Успокоился старый воин, а успокоившись, полюбовался на своего воспитанника. Достойно и легко вел себя Федор на шумном пиршестве. В меру важен был, — нельзя же не важничать послу Руси великой! — улыбался без легкомыслия, хану отвечал неторопливо, дабы не показаться льстивым.
«Умен мой Федор! — подумал Ополоница. — Быть ему на Руси князем во князьях. И меня за него помянут добром в земле отеческой».
В эту минуту пирующие раздвинулись на две стороны. Слуги неслышно передвинули скатерти с винами и яствами. На месте остались лишь хан Батый и сидевший против него Федор. От входа в шатер и до самых ног Батыя расстелили голубой, как небо, плат. Тонкий шок колебался от теплых струй, исходивших от жаровен.

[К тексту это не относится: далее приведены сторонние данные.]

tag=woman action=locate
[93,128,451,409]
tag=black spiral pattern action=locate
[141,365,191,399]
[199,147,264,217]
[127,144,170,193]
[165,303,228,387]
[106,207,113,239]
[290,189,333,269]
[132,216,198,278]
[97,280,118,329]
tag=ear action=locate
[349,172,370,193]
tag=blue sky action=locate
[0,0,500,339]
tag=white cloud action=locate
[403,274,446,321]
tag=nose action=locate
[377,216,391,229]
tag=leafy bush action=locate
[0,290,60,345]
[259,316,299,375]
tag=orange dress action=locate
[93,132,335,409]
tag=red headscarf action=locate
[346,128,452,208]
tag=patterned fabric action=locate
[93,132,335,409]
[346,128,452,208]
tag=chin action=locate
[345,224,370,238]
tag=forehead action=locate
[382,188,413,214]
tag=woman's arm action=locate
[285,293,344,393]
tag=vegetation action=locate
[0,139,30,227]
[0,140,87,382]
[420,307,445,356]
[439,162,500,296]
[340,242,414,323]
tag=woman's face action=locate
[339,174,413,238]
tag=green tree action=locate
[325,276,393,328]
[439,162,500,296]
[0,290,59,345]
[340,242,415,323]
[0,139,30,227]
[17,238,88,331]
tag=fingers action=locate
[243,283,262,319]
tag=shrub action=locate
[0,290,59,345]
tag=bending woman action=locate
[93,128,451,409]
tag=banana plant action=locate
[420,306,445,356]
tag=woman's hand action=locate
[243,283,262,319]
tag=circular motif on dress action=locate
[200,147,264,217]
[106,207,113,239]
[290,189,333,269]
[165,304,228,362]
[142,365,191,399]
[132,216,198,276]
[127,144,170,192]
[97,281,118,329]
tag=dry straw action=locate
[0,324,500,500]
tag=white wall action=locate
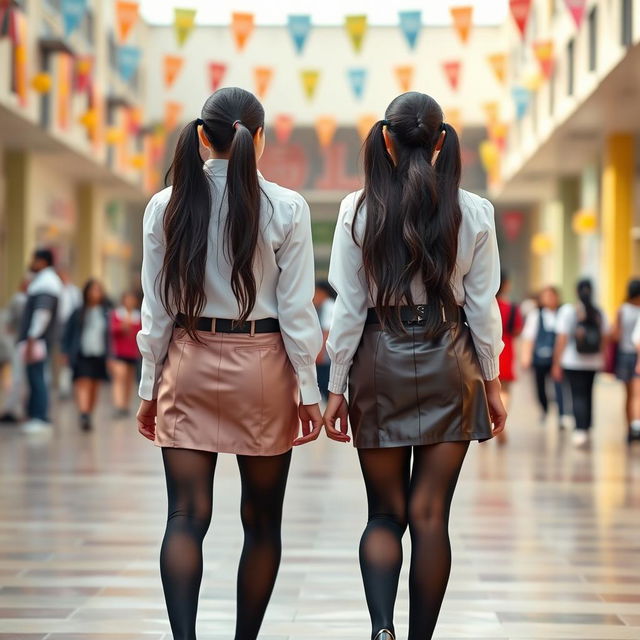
[147,26,503,126]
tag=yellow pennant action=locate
[253,67,273,100]
[344,15,367,53]
[164,55,184,88]
[300,69,320,100]
[316,116,338,147]
[450,5,473,44]
[231,12,254,51]
[356,113,378,142]
[116,0,138,42]
[396,64,415,93]
[444,107,463,136]
[487,53,507,84]
[173,9,196,47]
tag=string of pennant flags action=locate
[0,0,586,185]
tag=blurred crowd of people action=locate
[498,273,640,447]
[0,249,141,431]
[0,249,640,446]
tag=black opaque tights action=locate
[358,442,469,640]
[160,448,291,640]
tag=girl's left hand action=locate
[136,400,158,441]
[293,404,322,447]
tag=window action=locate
[567,38,576,96]
[620,0,633,47]
[589,7,598,71]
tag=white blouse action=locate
[138,159,322,404]
[327,190,503,393]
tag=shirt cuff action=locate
[329,362,351,395]
[478,355,500,380]
[296,364,321,404]
[138,359,162,400]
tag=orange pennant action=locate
[116,0,139,43]
[396,64,415,93]
[533,40,554,78]
[253,67,273,100]
[274,113,293,144]
[164,101,184,132]
[482,101,500,126]
[450,5,473,44]
[231,11,254,51]
[316,116,338,147]
[356,113,378,141]
[487,53,507,84]
[164,55,184,88]
[444,107,463,136]
[442,60,462,91]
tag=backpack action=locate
[575,307,602,355]
[533,309,556,367]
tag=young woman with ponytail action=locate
[324,92,506,640]
[138,88,323,640]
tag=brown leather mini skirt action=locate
[155,328,299,456]
[349,309,492,449]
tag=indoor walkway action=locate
[0,381,640,640]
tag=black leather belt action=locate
[365,304,464,325]
[176,313,280,335]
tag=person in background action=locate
[313,282,336,401]
[552,279,609,447]
[57,266,82,398]
[109,291,142,418]
[522,286,568,428]
[496,271,523,444]
[0,275,30,424]
[19,249,62,432]
[62,279,109,431]
[612,279,640,442]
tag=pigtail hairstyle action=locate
[353,92,462,337]
[160,87,264,340]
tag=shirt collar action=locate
[204,158,264,179]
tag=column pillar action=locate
[0,151,35,304]
[601,133,635,316]
[74,183,104,286]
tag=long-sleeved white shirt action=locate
[327,190,503,393]
[138,159,322,404]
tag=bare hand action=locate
[136,400,158,441]
[293,404,322,447]
[485,378,507,436]
[324,393,351,442]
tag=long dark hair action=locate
[576,278,601,324]
[353,91,462,337]
[160,87,264,339]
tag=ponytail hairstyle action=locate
[353,91,462,338]
[160,87,264,340]
[576,278,600,323]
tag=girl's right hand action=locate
[324,392,351,442]
[484,378,507,436]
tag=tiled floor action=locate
[0,372,640,640]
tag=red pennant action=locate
[209,62,227,92]
[502,211,525,242]
[509,0,531,39]
[564,0,587,29]
[442,60,462,91]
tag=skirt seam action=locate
[171,344,185,447]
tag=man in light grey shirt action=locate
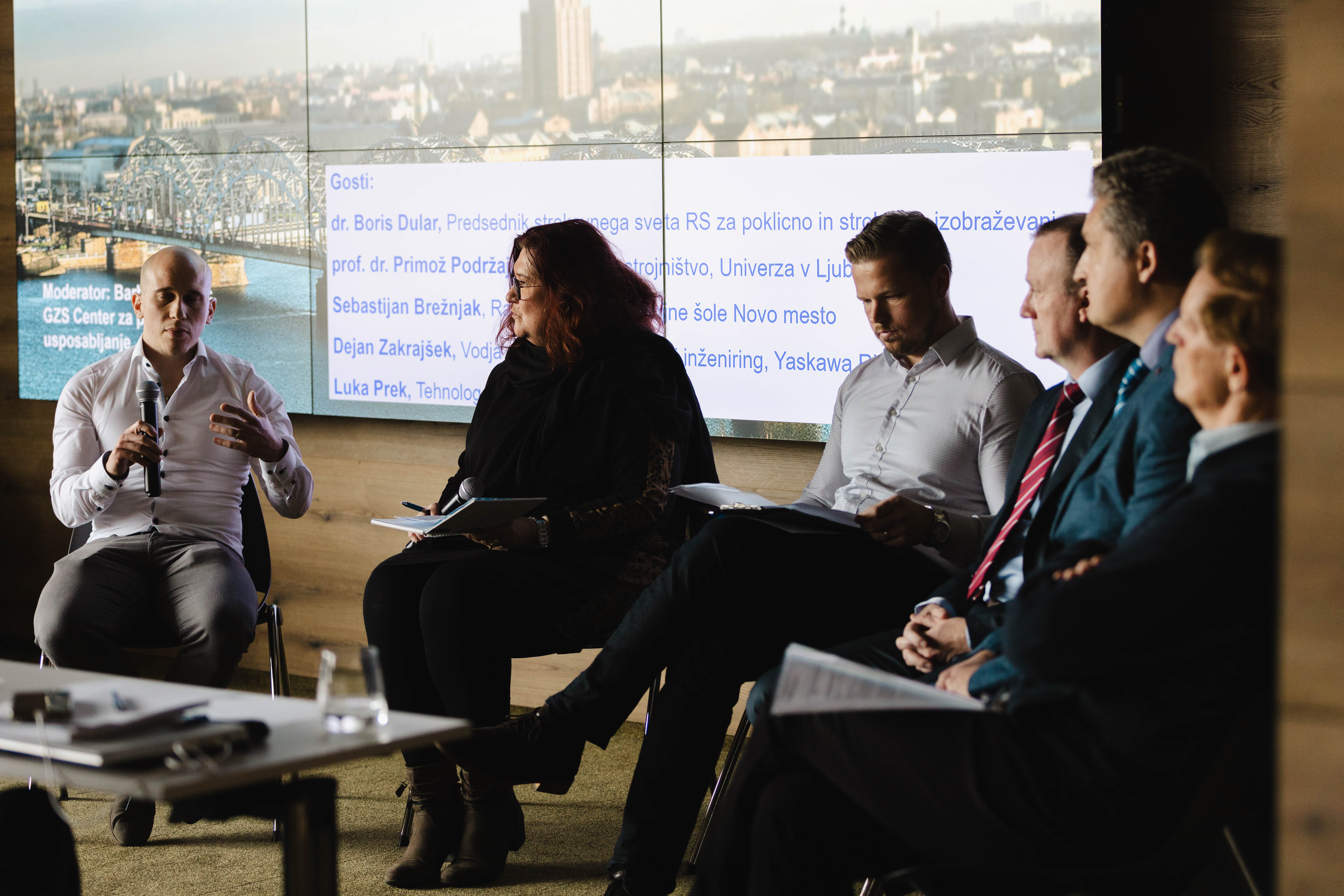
[454,212,1042,895]
[801,317,1042,572]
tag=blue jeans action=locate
[547,516,946,892]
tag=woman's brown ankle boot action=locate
[383,762,462,888]
[439,771,526,887]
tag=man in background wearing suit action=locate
[751,148,1227,698]
[692,231,1281,896]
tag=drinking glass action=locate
[317,645,387,735]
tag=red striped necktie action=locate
[966,383,1087,600]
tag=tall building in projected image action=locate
[521,0,593,109]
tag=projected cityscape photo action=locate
[15,0,1102,439]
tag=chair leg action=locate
[691,713,751,869]
[644,670,663,738]
[266,603,289,697]
[276,607,290,697]
[1223,825,1261,896]
[396,795,415,849]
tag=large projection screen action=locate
[15,0,1101,439]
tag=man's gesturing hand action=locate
[210,392,285,463]
[411,501,438,541]
[937,650,996,697]
[855,494,933,548]
[1050,553,1102,582]
[104,421,164,480]
[896,603,970,672]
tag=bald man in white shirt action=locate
[34,246,313,688]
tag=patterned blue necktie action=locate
[1110,357,1148,416]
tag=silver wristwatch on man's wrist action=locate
[531,516,551,548]
[925,506,952,548]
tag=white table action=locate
[0,660,470,896]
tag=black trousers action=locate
[547,517,945,892]
[364,539,624,766]
[692,712,1191,896]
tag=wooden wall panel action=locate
[1278,0,1344,896]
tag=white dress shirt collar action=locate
[1185,421,1278,482]
[1061,345,1129,400]
[883,317,980,369]
[1138,308,1180,371]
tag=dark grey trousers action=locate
[32,532,257,688]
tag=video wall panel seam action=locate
[15,0,1101,441]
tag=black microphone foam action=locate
[136,380,163,498]
[438,475,481,515]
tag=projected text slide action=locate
[325,158,663,406]
[665,152,1091,423]
[325,152,1091,424]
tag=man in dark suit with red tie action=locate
[692,231,1281,896]
[747,148,1227,720]
[747,205,1145,721]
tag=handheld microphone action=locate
[136,380,160,498]
[438,475,481,516]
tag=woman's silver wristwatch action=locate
[530,516,551,548]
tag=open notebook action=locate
[370,498,546,537]
[770,644,985,716]
[671,482,863,535]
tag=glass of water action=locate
[317,645,387,735]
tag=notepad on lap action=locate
[370,498,546,537]
[770,644,985,716]
[671,482,860,535]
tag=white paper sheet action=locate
[770,644,985,716]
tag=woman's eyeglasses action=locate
[508,258,542,298]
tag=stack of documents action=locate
[671,482,860,535]
[770,644,985,716]
[0,681,247,766]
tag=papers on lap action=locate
[672,482,860,535]
[770,644,985,716]
[370,498,546,537]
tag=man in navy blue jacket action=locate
[749,148,1227,720]
[693,231,1281,896]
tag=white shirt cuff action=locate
[915,598,957,617]
[261,439,294,497]
[87,451,129,497]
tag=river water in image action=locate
[19,258,313,414]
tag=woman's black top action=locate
[424,329,718,638]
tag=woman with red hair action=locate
[364,220,718,887]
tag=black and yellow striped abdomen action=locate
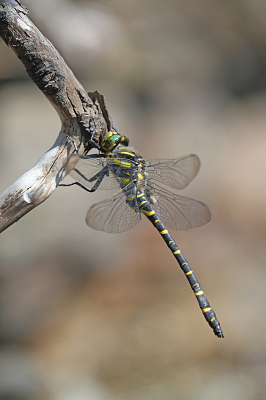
[137,191,224,338]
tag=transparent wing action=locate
[147,154,200,190]
[146,184,211,231]
[86,185,141,233]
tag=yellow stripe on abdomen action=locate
[140,209,155,217]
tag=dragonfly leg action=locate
[58,182,96,193]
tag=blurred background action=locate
[0,0,266,400]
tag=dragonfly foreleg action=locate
[58,182,95,193]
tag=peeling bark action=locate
[0,0,111,232]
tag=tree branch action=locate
[0,0,111,232]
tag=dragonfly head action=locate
[101,131,129,151]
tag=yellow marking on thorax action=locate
[113,158,131,168]
[170,248,181,254]
[195,290,204,296]
[140,200,148,206]
[120,151,135,157]
[116,176,130,184]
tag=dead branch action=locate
[0,0,110,232]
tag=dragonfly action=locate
[63,130,224,338]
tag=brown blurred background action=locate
[0,0,266,400]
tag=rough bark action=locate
[0,0,111,232]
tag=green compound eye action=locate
[101,131,129,151]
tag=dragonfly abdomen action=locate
[137,193,224,338]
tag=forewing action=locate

Грянули трубы и барабаны. До боли в ушах зазвенели медные тазы, в которые били смуглые арабы. И на голубые волны шелкового плата одна за другой выбежали быстроногие танцовщицы.
Алые, золотые, изумрудные и синие шаровары танцовщиц, их черные косы, унизанные монетами, жаркий блеск девичьих глаз и сверканье жемчужных улыбок — все это заискрилось, завертелось в такт музыке.
Пирующие ударили в ладоши, гикнули и вновь подняли чаши…
Вот в эту минуту и одолела Истому злая мысль, подсказанная ему изгоем-князем: «Скажи хану о красоте Евпраксии. Разгорится сердце у хана, пошлет он тебя привезти ему княгиню. А тогда, — о, тогда далеко до Осетра, много дорог ведет оттуда на чужбину: в Галицыну иль на Дунай-реку! — тогда не видать Евпраксии ни Батыю, ни Федору!»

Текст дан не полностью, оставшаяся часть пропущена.